Odézia Rodrigues, da Rede Nacional de Religiões Afro Brasileiras e Saúde complementa: “eu venho de uma família católica, com tradição católica e senti na pele o que é preconceito. Tenho orgulho de encontrar as matrizes africanas, meu berço, meu axé”, disse, para depois falar sobre sua profissão e classificá-la como um ato de amor. “O amor ao próximo é saúde e quando lidamos com um enfermo não levamos apenas medicamento, mas também nossa vibração. Estamos aqui essa noite por amor.”

Às oito e vinte, após o DJ errar o fundo musical por duas vezes e colocar o início da Marcha Nupcial, os padrinhos descem a rampa íngreme do sindicato sob uma sinfonia que desconheço. O processo é rápido, dura menos de dois minutos e depois, novamente, a Marcha Nupcial toma o salão. Dessa vez, é a música certa.

No início da fila, Suzane Araújo, 39 anos, e Noemi Miranda, 47, caminham lentamente sobre um tapete vermelho, trajadas com vestidos da cor prata. O casal que se conheceu em uma sala de bate-papo GLS na Internet e está junto há três anos, segue logo após Clarice, 18, e Gabriel, 20, respectivamente, filha e genro de Noemi, mas, nesta noite, madrinha e padrinho das noivas, que acomodam-se na primeira fileira de cadeiras. Trouxeram também Arthur, o neto de seis meses de ambas.

Noemi foi casada durante três anos (parece um número cabalístico) e há 17 está divorciada. Ele é professora há uma década, enquanto Suzane estuda para ser esteticista. “A cerimônia de hoje serve apenas para formalizar, porque já moramos juntas”, diz Suzane. Clarice, a filha, comenta que nunca teve preconceito, que acha normal a mãe casar com uma mulher. “Isso é graças à criação que ela teve”, comenta Suzane, a mais extrovertida.

Ao lado de ambas, tanto Luiz Ramires e Guilherme Nunes, quanto Maria Venâncio e Marlene Sturari, os outros dois casais, permanecem de mãos dadas.

Com o sexteto à direita do auditório, o pastor Cristiano da Silva inicia o ritual. Entre agradecimentos a Deus (“damos-te graças porque esse amor foi capaz de vencer todas as barreiras”), ele comanda o evento. Há espaço, porém, para Yuri Orozco, apresentada como teóloga e feminista do grupo Católicas pelo Direito de Decidir, encaixar mais um discurso. “Estamos aqui porque acreditamos que um mundo mais humano e justo é possível.”

Após a liturgia da palavra, Levi de Souza, um dos três cantores da noite, interpreta “Monte Castelo”, canção da Legião Urbana. “Um tempo sagrado e justo está começando. Celebramos as coisas boas da vida e hoje celebramos uma conquista: o amor de vocês”, retoma a palavra o pastor, que evoca justiça, importância do amor romântico e do divino. “Falaram que relações do mesmo sexo são pecaminosas. Não tocarás o divino! Deus nos criou para sermos livres e nos quer felizes. Hoje é tempo de rever nossos conceitos.”

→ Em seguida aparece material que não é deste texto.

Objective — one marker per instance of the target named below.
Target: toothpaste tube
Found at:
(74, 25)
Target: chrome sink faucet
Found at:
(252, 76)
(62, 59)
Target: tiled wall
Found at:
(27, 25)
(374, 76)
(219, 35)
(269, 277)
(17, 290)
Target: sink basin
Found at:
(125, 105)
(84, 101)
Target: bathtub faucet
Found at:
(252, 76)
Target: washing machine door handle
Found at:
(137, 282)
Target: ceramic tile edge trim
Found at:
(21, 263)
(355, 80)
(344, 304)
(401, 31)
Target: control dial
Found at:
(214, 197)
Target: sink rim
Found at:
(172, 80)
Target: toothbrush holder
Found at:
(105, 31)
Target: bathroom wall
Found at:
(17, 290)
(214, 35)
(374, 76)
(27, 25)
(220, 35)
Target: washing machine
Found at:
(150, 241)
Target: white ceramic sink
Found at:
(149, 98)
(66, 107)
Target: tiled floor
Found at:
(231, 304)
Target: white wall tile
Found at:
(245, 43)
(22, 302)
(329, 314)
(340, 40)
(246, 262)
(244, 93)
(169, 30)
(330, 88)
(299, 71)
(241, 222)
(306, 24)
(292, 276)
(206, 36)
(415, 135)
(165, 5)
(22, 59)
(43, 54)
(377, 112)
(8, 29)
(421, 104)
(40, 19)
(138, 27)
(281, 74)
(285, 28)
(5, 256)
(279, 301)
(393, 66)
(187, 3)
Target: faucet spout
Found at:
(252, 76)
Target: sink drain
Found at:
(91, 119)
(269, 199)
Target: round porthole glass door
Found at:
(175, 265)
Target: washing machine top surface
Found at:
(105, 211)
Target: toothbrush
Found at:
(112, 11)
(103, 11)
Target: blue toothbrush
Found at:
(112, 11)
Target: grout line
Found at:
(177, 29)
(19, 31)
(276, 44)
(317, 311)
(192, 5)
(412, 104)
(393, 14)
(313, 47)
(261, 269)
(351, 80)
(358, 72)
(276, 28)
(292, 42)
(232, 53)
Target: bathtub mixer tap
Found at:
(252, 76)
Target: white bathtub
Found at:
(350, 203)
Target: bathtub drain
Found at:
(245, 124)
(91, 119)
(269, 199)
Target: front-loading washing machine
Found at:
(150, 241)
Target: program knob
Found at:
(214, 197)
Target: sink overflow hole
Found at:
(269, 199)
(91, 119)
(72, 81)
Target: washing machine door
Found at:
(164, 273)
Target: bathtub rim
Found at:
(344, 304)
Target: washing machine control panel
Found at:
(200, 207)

Juras de amor. Chegou a hora de trocar alianças que chegam numa bandeja de prata decorada com flores, e prometer fidelidade na felicidade e na desventura, na riqueza e na pobreza, na saúde e na doença. Prometer amar e querer até o dia em que morte vier. Chegou a hora do noivo beijar o noivo e da noiva beijar a noiva. Chegou a hora de descobrir que Suzane e Noemi são tímidas e apenas tocam os lábios após incentivo do público presente.

Porém, para o pastor Cristiano Silva, o ápice de cerimônia é agora. Trata-se da última parte do ritual: a benção dos casais. A Reverenda Bispa Darlene Garner, então, faz-se presente diretamente do México. Coordenadora da região latino americana e da região do sul dos EUA da ICM, ele envia uma mensagem que o orador resume, “pelo adiantado da hora.”

Os noivos assinam o livro de registro de uniões da Igreja e, no alto falante, Elton John canta “Can You Feel The Love Tonight”, capaz de arrancar coreografias da platéia. Recém-casadas, Suzane e Noemi sobem para a quadra do sindicato, transformada em salão de festas. Levam numa mão um certificado e na outra um buquê, a sete dias do fim do mês das noivas. E dos noivos.